Oh be careful little eyes what you see
Oh be careful little eyes what you see
There's a Father up above,
and He's looking down in love,
So be careful little eyes what you see.


Oh be careful little hands what you touch
Oh be careful little hands what you touch
There's a Father up above,
and He's looking down in love,
So be careful little hands what you touch.

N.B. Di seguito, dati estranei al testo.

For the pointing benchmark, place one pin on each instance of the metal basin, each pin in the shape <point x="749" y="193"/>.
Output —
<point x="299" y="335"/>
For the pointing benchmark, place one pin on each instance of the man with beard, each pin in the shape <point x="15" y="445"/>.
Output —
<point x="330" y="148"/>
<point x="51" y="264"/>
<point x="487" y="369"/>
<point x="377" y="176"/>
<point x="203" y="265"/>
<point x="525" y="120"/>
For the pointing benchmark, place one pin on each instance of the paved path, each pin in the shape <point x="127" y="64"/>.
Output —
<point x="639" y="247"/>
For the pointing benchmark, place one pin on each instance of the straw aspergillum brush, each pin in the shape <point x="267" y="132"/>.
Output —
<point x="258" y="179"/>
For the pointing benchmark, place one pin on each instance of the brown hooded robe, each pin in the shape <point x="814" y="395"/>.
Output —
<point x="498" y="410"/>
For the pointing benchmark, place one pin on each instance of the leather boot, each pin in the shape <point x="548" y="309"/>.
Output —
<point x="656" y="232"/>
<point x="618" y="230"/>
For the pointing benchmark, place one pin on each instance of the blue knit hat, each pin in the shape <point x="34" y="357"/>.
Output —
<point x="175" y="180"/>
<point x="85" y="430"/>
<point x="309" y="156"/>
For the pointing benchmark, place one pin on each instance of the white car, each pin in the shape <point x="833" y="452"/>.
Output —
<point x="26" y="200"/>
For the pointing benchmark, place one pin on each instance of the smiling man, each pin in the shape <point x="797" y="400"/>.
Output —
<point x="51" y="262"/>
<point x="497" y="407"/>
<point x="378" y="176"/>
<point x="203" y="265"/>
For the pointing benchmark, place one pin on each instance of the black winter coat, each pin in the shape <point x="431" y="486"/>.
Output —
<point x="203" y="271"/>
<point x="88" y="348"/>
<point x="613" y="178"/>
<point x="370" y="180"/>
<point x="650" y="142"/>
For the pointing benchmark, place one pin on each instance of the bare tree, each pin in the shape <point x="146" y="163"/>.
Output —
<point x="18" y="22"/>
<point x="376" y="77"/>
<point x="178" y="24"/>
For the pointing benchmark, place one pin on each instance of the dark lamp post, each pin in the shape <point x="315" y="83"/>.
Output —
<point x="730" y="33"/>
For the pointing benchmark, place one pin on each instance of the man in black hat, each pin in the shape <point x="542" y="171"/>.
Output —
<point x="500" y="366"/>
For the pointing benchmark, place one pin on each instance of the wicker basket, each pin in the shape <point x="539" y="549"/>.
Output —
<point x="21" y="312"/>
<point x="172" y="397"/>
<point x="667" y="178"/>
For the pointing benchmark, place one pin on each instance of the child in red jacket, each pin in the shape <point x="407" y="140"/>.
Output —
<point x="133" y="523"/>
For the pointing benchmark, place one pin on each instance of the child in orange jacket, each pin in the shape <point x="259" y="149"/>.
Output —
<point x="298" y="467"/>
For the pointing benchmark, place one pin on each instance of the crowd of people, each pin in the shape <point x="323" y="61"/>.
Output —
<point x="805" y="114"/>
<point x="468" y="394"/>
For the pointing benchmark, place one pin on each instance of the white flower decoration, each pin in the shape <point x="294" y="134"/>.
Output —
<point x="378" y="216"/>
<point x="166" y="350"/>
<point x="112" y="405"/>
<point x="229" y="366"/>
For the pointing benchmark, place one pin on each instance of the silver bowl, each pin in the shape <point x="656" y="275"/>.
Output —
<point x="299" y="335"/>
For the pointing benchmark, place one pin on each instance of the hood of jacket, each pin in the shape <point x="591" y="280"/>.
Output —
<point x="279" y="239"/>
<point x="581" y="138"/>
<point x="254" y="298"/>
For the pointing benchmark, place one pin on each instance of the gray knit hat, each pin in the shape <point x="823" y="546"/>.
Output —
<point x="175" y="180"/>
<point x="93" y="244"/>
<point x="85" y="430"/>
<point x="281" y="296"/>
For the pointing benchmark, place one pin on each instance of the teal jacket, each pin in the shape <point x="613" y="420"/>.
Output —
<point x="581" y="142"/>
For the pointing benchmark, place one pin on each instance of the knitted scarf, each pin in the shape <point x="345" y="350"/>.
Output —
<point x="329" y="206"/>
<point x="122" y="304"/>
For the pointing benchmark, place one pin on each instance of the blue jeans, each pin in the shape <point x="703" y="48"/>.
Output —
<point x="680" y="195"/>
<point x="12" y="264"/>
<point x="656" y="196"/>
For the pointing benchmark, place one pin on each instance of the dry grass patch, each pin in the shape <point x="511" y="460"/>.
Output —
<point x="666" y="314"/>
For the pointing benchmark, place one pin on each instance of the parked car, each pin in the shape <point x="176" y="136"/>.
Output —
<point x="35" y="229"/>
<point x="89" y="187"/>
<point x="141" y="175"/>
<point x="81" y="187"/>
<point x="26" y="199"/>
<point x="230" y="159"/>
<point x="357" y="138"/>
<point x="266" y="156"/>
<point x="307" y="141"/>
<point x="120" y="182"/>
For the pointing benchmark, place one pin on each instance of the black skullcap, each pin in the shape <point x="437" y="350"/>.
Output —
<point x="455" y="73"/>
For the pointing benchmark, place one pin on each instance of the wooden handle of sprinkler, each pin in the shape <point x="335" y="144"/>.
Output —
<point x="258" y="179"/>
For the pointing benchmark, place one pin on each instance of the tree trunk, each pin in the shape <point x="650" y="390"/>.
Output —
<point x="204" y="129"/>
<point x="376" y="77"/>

Oh be careful little mouth what you say
Oh be careful little mouth what you say
There's a Father up above,
and He's looking down in love,
So be careful little mouth what you say.


Infatti, conoscendo la storia, diventa una pesante allusione alle violenze che subiva la bambina. Occhi che la guardano come non dovrebbero, mani e bocca che le fanno ciò che non dovrebbero mai fare. E Red Barrels fa una cosa semplice, ma potente: rappresenta il mostro proprio con due occhi penetranti, una lingua chilometrica e molteplici mani, una delle quali, come è stato notato, impegnata nell'atto di masturbarsi. Non avrebbero potuto rappresentarlo meglio. Come se il suo aspetto non bastasse, il mostro è anche incredibilmente forte e veloce, e spesso appare all'improvviso davanti a noi quando eravamo convinti di essercelo lasciato alle spalle. Da infarto, insomma.


Giudizio finale: 7.5/10


Per quanto riguarda la storia principale, sebbene a volte pecchi di qualche lieve mancanza, Outlast 2 riesce comunque a conquistare (e terrorizzare) il giocatore, anche con i dettagli, come la donna che canta la ninna nanna ai bambini morti, o la pioggia di sangue. Si tratta di un titolo disturbante, che vuole prendere ogni tabù immaginabile e rappresentarlo, e riuscirà a rimanervi nella testa per un po'.


Proprio per questa sua volontà di essere hardcore, i giocatori hanno criticato il presunto taglio della scena dell'orgia nelle miniere, criticata dall'Australia (sebbene Red Barrels sostenga che era già previsto che non fosse inclusa nel gioco completo) e di alcuni audio, che si riferirebbero esplicitamente allo stupro di Jessica. A noi basta dirvi che, per quanto la censura sia sbagliata, il gioco non aveva bisogno di quelle scene, soprattutto la seconda, che presumibilmente si sarebbe svolta nell'aula musica, con noi chiusi all'esterno. Quello che succede è già abbastanza esplicito così, e tutto sommato raccontato nel modo giusto, lasciando intuire ciò che può benissimo essere capito anche senza trovarselo davanti: una sorta di finezza narrativa. La scena delle miniere non era più sconvolgente di molte altre, presenti anche in Outlast, è vero. Ma non ne abbiamo sentito particolarmente la mancanza, e ciò di cui non si sente la mancanza, non è necessario. Il gioco di certo non ruotava intorno a quel singolo pezzo, e riesce a spaventare e disgustare più che abbastanza. Fidatevi.